Jesus offers us another way: this fluid movement of ourselves that maintains not this sense of control and grasping, but this contemplative posture that places us the position to receive God’s grace.  To grow into the full statute of Christ, as our Baptism reminds this morning.

Think about it: it’s why Jesus calls this parable “The Sower,” even though so much of the focus is on the different situations of the seeds—because the focus is always on the persistence of God’s grace that finds us receptive when we practice this contemplative posture.

 

I love how Richard Rohr describes this dynamic movement in his book The Naked Now: Learning to See how the Mystics See.  Listen to his words:

If your religious practice is nothing more than to remain sincerely open to the ongoing challenges of life and love, you will find God—and also yourself.  Keeping the heart spaces and the mind spaces open, sometimes even “in hell,” is the essential work of spirituality.  The great Cardinal Newman said that “to be human is to change, to be perfect is to have changed many times.”[2]

 

It’s this movement, this dynamic movement in our lives that enables us to maintain this contemplative posture…that opens our hearts to receive the fullness God has in store for us.

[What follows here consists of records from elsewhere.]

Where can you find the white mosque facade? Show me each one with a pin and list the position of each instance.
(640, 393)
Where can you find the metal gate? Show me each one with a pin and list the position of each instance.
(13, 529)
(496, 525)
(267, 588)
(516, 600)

In those times of change, we come to see the persistence of God’s presence.  We experience our roots sinking deep down into something other than our ego and grasping agendas.  And that, my friends, is heaven indeed.

[1] Hesychios the Priest, “On Watchfulness and Holiness,” in The Philokalia: The Complete Texts, Vol. 1, translated and edited by G. E. H. Palmer, Phillip Sherrard, and Kallistos Ware (New York: Farrar, Strauss, and Giroux, 1979), 163.

[2] Richard Rohr, The Naked Now: Learning to See as the Mystics See (New York: The Crossroad Publishing Company, 2009), 96.